PS ... back to the original question .... about 250 CDs ripped with EAC, artwork sourced on t'internet and resized/tidied up using a PC graphics program, then meta data cleaned up in Foobar 2000. Also format shifted < 100 vinyl albums and only 60% through the post editing process 
And I thought I read quite slowly 
And I thought I read quite slowly 
T o o k m e a 1 / 4 o f a C D t o r e a d a n d r e p l y t o t h a t p o s t

.. and I'm not even dyslexic KO?
As I retire in 3 years time I've been gradually converting my CDs to flac using EAC. (Not done many yet – about 40 of the 1,000 CDs we have) But I decided Greenwich Woman deserves to have her music in flac format too – but I am doing my own 1st.
I expect to complete it after retirement - then I will get the appropriate dac box
One thing that slowed me down was the old computers I had (but just invested in a brand new laptop)
The (albeit expensive) RipNas makes life quick, easy and painless.
This is far cheaper:
http://www.amazon.co.uk/Fanless-Server-Automatic-Ripping-VortexBox/dp/B0...
http://www.whathifi.com/forum/computer-based-music/vortexbox-appliance-i...
I wonder if anyone has used this service:
http://www.mp3bymail.com/datagrooming/datagroom.html
I'm tempted...





I ripped about 2.5k odd cds.
It took a spare PC with 2 dvd/cd drives plonked next to me in the lounge and a significant amount of time.
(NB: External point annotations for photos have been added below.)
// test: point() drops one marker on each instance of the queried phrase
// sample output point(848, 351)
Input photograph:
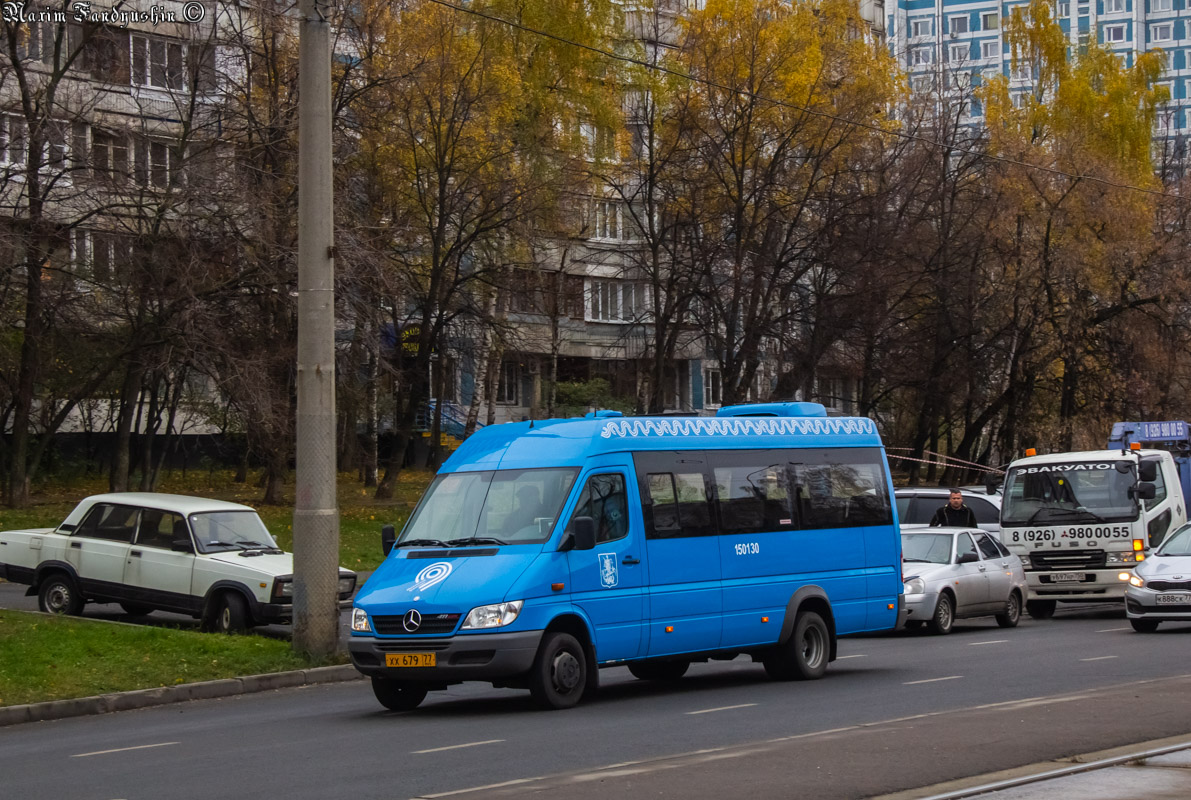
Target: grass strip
point(48, 657)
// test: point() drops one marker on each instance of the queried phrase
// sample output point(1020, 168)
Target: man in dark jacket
point(954, 513)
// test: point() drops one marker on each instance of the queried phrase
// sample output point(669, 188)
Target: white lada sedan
point(954, 573)
point(209, 558)
point(1160, 587)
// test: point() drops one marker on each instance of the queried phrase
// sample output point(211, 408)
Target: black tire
point(805, 655)
point(398, 695)
point(559, 675)
point(659, 670)
point(229, 614)
point(1041, 608)
point(58, 594)
point(1012, 612)
point(1143, 625)
point(943, 618)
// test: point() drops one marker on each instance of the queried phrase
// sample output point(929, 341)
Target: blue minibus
point(546, 550)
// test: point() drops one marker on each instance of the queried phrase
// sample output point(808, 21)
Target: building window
point(157, 163)
point(108, 156)
point(606, 220)
point(509, 383)
point(1161, 32)
point(712, 387)
point(157, 62)
point(616, 301)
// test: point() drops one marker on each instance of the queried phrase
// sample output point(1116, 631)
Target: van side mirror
point(580, 535)
point(387, 538)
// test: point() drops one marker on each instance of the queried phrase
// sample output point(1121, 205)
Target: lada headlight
point(498, 614)
point(360, 623)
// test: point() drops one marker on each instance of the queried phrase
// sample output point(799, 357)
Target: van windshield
point(512, 506)
point(1054, 494)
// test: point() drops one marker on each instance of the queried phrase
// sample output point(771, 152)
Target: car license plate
point(409, 660)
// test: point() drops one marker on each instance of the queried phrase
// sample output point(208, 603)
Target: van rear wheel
point(559, 675)
point(804, 656)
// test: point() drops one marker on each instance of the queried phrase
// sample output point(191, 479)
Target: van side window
point(1159, 488)
point(108, 522)
point(753, 494)
point(605, 500)
point(677, 505)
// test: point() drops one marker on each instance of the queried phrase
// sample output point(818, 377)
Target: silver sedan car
point(954, 573)
point(1160, 587)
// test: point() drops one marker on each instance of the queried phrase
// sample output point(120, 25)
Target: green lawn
point(361, 516)
point(57, 657)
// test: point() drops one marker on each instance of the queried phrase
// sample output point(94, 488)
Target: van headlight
point(360, 623)
point(498, 614)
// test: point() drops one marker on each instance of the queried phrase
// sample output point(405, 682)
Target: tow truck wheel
point(398, 695)
point(1040, 608)
point(1143, 625)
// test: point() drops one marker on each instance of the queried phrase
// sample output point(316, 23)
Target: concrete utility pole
point(316, 505)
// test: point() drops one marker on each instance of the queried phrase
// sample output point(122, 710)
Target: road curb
point(103, 704)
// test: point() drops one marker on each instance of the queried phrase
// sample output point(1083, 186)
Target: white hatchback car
point(953, 573)
point(209, 558)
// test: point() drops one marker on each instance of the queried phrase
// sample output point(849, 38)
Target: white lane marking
point(934, 680)
point(708, 711)
point(456, 747)
point(139, 747)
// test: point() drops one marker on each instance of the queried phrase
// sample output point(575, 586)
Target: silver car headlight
point(498, 614)
point(360, 623)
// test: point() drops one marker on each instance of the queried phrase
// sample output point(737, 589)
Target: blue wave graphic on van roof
point(737, 426)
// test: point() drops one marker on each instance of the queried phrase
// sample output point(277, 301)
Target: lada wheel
point(1143, 625)
point(1012, 612)
point(1040, 608)
point(805, 655)
point(945, 616)
point(659, 670)
point(398, 695)
point(58, 594)
point(559, 675)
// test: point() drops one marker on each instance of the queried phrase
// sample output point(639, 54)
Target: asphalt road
point(893, 712)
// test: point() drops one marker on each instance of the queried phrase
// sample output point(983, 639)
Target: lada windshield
point(927, 548)
point(506, 506)
point(1055, 494)
point(218, 531)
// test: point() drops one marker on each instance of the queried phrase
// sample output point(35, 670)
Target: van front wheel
point(805, 655)
point(560, 672)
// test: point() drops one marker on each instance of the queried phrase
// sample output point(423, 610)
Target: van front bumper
point(468, 657)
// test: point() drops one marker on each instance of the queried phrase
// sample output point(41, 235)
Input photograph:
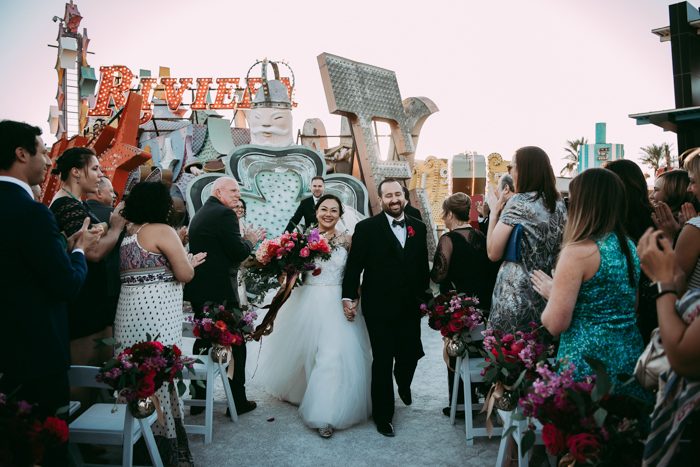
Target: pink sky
point(503, 74)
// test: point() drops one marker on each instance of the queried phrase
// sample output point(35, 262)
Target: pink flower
point(584, 447)
point(553, 439)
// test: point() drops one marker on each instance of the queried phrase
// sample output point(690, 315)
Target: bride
point(316, 357)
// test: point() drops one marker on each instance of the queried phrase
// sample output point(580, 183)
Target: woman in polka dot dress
point(153, 266)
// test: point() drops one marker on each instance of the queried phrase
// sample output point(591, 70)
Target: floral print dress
point(515, 303)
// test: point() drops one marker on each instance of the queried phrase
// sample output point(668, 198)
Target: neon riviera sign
point(116, 81)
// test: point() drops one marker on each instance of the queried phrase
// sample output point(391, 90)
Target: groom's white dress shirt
point(399, 232)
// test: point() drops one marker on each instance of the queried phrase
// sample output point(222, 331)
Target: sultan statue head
point(270, 115)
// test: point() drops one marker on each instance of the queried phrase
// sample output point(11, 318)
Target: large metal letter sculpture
point(364, 93)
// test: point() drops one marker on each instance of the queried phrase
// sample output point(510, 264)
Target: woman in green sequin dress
point(592, 301)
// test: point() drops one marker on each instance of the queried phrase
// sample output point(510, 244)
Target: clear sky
point(504, 74)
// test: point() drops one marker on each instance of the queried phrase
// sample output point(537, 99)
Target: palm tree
point(571, 155)
point(653, 155)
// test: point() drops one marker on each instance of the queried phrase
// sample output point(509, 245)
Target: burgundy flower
point(583, 447)
point(553, 439)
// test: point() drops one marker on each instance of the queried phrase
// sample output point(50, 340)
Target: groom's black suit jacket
point(395, 279)
point(214, 229)
point(37, 278)
point(307, 210)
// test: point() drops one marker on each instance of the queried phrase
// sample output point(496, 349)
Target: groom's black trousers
point(396, 348)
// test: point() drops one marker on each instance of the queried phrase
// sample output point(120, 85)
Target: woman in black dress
point(91, 314)
point(462, 264)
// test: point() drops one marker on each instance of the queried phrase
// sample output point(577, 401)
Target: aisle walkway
point(273, 434)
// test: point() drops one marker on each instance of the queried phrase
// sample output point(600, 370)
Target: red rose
point(147, 385)
point(553, 439)
point(56, 428)
point(583, 447)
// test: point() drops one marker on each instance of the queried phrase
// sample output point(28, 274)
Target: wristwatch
point(662, 288)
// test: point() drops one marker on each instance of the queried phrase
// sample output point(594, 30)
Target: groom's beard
point(393, 209)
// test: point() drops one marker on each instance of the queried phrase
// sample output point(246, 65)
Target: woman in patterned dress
point(538, 208)
point(153, 266)
point(591, 306)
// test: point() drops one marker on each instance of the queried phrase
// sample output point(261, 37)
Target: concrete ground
point(274, 434)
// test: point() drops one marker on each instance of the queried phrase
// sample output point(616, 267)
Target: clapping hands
point(196, 260)
point(542, 283)
point(664, 220)
point(86, 237)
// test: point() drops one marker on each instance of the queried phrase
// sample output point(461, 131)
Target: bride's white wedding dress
point(315, 357)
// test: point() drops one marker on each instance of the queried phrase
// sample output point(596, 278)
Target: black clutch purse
point(512, 252)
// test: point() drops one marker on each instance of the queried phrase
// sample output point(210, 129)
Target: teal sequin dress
point(603, 325)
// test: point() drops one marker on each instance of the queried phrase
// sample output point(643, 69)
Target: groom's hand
point(350, 309)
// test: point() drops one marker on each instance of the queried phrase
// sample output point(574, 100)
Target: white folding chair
point(207, 370)
point(98, 425)
point(517, 435)
point(469, 371)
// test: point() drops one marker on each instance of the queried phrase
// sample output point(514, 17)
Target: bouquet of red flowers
point(140, 370)
point(24, 436)
point(292, 253)
point(285, 258)
point(453, 314)
point(224, 327)
point(511, 361)
point(581, 421)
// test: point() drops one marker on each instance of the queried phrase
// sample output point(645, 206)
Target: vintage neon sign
point(116, 82)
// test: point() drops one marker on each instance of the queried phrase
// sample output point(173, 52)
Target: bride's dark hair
point(333, 197)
Used dbpoweramp to rip to flac, then used the converter to convert to alac, mp3 etc.
Benefit of using dbpoweramp for me is the artwork gets tagged correctly and almost all cds were found. For the very few that weren't I ended up using mediamonkey to rip to flac, where you can tag from the internet, for example if it is for sale on amazon. I found EAC didn't identify as many cds correctly and after a while I couldn't face any more manual inputting. If you rip in itunes the artwork doesnt seem to be permanently there, i.e if you have to reload libarary.
Now I just rip the cds as I buy them. Have the files on both flac and alac on more than one drive as I never, ever want to have to do it again. Not even sure I would have the heart to do it agian even if the worst did happen, oh and my wife would kill me.
Can't even begin to comtemplate doing the vinyl.